L’assessore Del Re: “Abbiamo avuto il coraggio e la forza di andare avanti nella battaglia per la salute pubblica”


Il Comune di Firenze nell'estate scorsa  ha previsto che le sale chiudessero alle 18 tutti i giorni, slot spente dalle 13 alle 19 negli esercizi autorizzati come bar, ristoranti, alberghi, rivendite di tabacchi, esercizi commerciali, agenzie di scommesse, sale bingo. Sanzioni, e sospensione dell'attività in caso di recidiva.
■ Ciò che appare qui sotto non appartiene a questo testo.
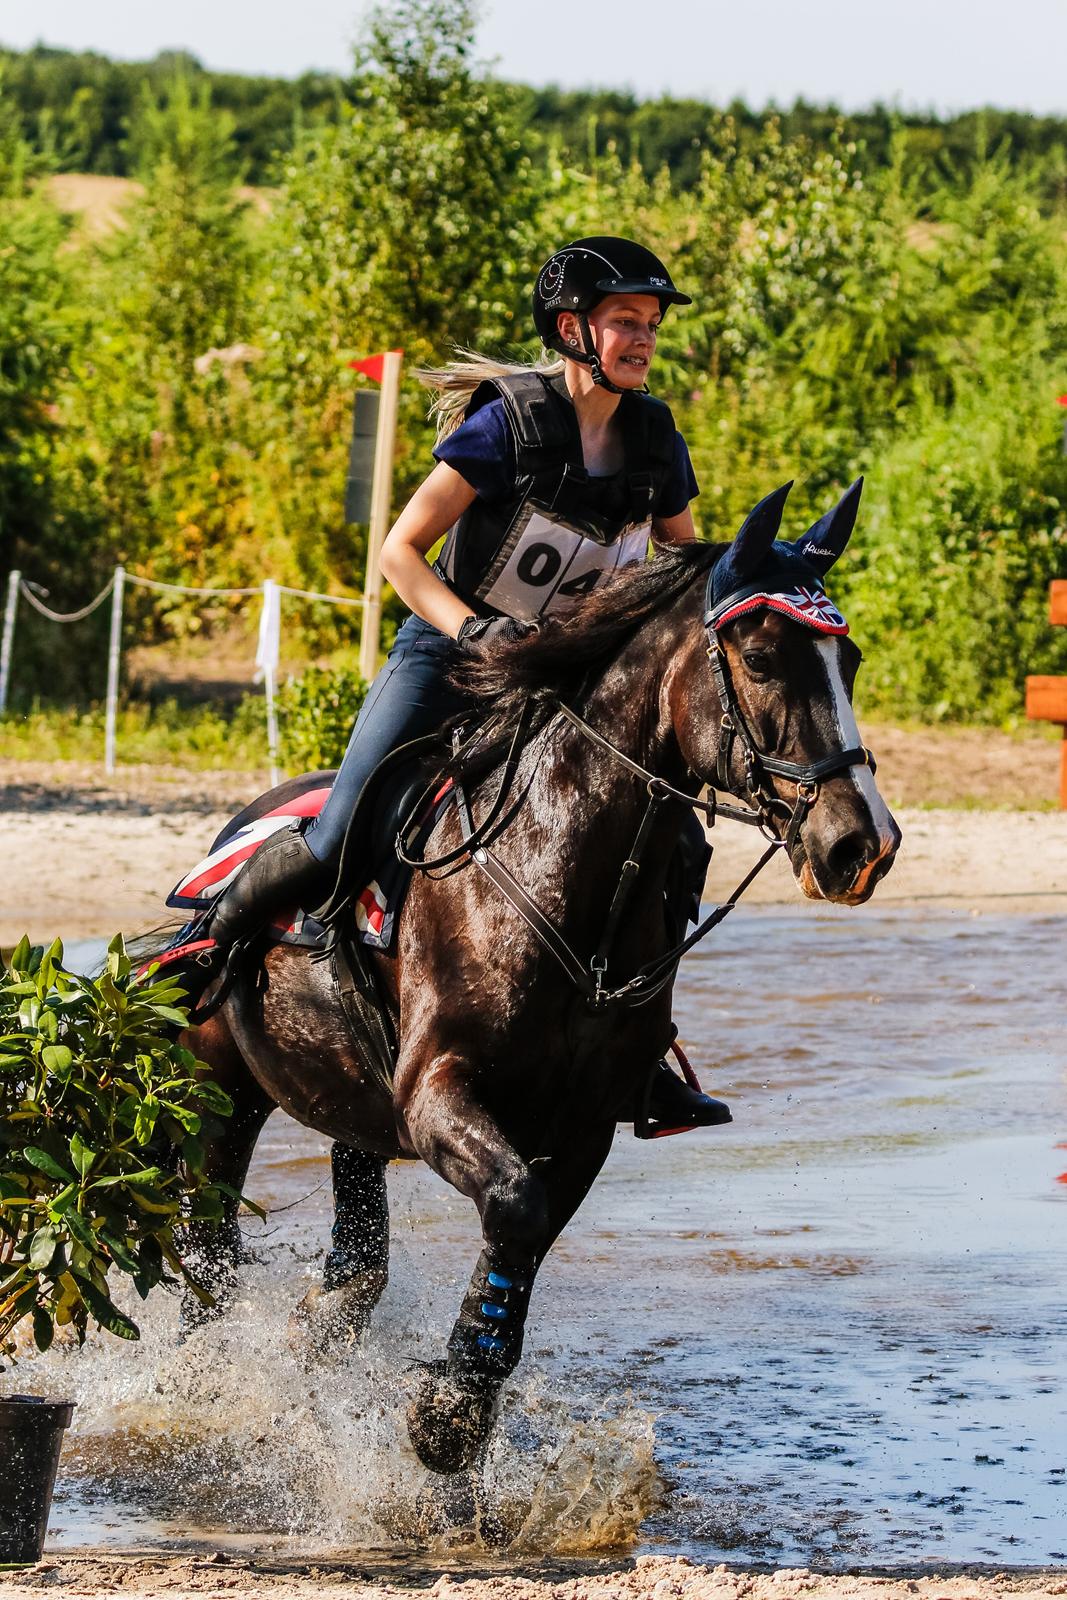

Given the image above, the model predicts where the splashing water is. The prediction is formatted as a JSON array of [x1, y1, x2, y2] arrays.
[[11, 1241, 660, 1555]]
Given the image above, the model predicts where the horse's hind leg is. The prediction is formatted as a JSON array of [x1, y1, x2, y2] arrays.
[[181, 1013, 273, 1327], [292, 1144, 389, 1353]]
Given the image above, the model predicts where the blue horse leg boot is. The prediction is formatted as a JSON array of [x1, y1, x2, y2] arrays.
[[447, 1249, 534, 1392]]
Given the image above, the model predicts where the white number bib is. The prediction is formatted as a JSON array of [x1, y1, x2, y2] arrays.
[[477, 503, 652, 620]]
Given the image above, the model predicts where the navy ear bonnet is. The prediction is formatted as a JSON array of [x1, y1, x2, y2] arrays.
[[704, 478, 862, 637]]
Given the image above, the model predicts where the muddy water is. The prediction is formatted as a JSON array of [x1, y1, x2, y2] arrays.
[[12, 909, 1067, 1565]]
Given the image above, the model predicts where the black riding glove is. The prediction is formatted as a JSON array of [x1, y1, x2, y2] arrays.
[[457, 614, 539, 653]]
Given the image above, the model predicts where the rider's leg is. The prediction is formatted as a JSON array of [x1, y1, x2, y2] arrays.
[[153, 617, 467, 1010], [637, 811, 731, 1136]]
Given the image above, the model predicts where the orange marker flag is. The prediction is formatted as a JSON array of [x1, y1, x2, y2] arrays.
[[349, 350, 403, 384]]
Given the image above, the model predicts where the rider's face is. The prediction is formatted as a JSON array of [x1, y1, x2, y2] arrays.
[[559, 294, 662, 388]]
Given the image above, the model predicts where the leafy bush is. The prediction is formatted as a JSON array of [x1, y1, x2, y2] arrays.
[[0, 935, 253, 1363], [5, 0, 1067, 724], [277, 665, 367, 772]]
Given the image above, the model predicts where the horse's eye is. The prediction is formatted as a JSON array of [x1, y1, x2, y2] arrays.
[[741, 650, 776, 680]]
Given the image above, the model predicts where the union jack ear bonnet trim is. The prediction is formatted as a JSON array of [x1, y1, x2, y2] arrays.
[[703, 478, 862, 637]]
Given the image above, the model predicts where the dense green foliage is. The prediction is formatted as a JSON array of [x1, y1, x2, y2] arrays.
[[276, 666, 367, 771], [0, 935, 250, 1362], [1, 1, 1065, 726]]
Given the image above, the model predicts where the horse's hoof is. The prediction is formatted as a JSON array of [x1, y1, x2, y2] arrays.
[[288, 1271, 386, 1358], [406, 1367, 497, 1475]]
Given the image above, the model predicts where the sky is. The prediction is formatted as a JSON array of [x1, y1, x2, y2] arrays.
[[2, 0, 1066, 115]]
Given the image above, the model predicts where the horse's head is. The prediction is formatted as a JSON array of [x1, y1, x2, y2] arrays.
[[671, 480, 900, 905]]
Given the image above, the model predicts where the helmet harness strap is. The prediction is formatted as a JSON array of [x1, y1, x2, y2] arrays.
[[576, 310, 625, 395]]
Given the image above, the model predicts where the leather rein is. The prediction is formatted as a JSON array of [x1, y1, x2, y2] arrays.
[[398, 566, 875, 1013]]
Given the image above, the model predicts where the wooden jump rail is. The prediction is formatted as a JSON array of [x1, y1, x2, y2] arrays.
[[1025, 580, 1067, 808]]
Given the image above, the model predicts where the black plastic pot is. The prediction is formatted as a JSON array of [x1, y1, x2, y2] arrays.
[[0, 1394, 75, 1564]]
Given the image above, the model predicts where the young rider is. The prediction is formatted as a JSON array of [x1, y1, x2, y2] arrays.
[[163, 237, 725, 1133]]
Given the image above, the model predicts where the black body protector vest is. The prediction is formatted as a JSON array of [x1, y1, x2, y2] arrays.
[[436, 372, 679, 621]]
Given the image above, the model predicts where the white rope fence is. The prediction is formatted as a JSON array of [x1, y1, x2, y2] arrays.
[[0, 566, 369, 784]]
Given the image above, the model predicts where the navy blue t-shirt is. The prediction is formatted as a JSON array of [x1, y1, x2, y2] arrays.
[[434, 398, 698, 519]]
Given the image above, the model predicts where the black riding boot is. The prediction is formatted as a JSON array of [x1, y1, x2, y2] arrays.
[[149, 824, 330, 1020], [634, 1057, 733, 1140]]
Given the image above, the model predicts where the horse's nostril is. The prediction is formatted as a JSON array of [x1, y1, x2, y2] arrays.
[[826, 830, 870, 885]]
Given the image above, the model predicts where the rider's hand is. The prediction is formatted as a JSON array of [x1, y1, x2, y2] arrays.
[[457, 614, 539, 653]]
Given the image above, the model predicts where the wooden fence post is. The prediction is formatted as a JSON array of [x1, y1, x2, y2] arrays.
[[358, 351, 403, 685], [1025, 580, 1067, 808]]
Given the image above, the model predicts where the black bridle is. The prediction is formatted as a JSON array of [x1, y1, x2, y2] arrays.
[[399, 566, 877, 1012], [701, 566, 875, 858]]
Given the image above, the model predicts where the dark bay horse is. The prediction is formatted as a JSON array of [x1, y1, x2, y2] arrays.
[[182, 484, 899, 1474]]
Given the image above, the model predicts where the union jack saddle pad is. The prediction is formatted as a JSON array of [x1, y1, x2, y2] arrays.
[[167, 773, 399, 950]]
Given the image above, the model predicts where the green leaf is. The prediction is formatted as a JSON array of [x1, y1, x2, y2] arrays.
[[46, 1182, 78, 1218], [150, 1005, 192, 1027], [7, 935, 31, 972], [100, 1231, 140, 1275], [69, 1133, 96, 1178], [23, 1146, 75, 1183], [133, 1097, 159, 1144], [18, 997, 42, 1029], [93, 1166, 164, 1189], [73, 1274, 140, 1341], [213, 1182, 267, 1222], [32, 1304, 54, 1352], [191, 1080, 233, 1116], [42, 1044, 74, 1073], [28, 1226, 58, 1271], [63, 1210, 98, 1252], [105, 935, 132, 983], [161, 1101, 200, 1134]]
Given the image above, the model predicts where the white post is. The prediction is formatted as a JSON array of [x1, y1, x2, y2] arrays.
[[0, 570, 20, 714], [104, 566, 125, 776], [359, 350, 403, 684], [256, 579, 282, 788], [264, 665, 280, 789]]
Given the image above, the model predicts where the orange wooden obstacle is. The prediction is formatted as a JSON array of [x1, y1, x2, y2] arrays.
[[1025, 580, 1067, 807]]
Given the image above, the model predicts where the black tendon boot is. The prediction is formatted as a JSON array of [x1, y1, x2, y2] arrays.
[[145, 822, 329, 1021], [634, 1041, 732, 1140]]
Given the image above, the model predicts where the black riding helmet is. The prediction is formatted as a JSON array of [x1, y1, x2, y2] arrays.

“Apprendiamo con soddisfazione che il TAR ha ritenuto legittima l’ordinanza emessa dal Comune di Firenze grazie all’istruttoria svolta con l’Università di Firenze: come Comune capoluogo di regione abbiamo avuto il coraggio e la forza di andare avanti in questa battaglia per la tutela della cittadinanza”. Così l’assessore allo Sviluppo economico Cecilia Del Re in merito alla pronuncia del Tar sull’ordinanza emessa dal Comune di Firenze anche in seguito all’approvazione del nuovo regolamento sul gioco lecito.

“Al regolamento – ha proseguito l’assessore - abbiamo lavorato insieme ad Anci Toscana e ad altri comuni della nostra regione. La salute pubblica è un valore di rango costituzionale da tutelare in via prioritaria e i dati raccolti dall’Università di Firenze in collaborazione con gli uffici comunali mostravano un allarme in tal senso, per questo siamo andati avanti nella nostra battaglia”.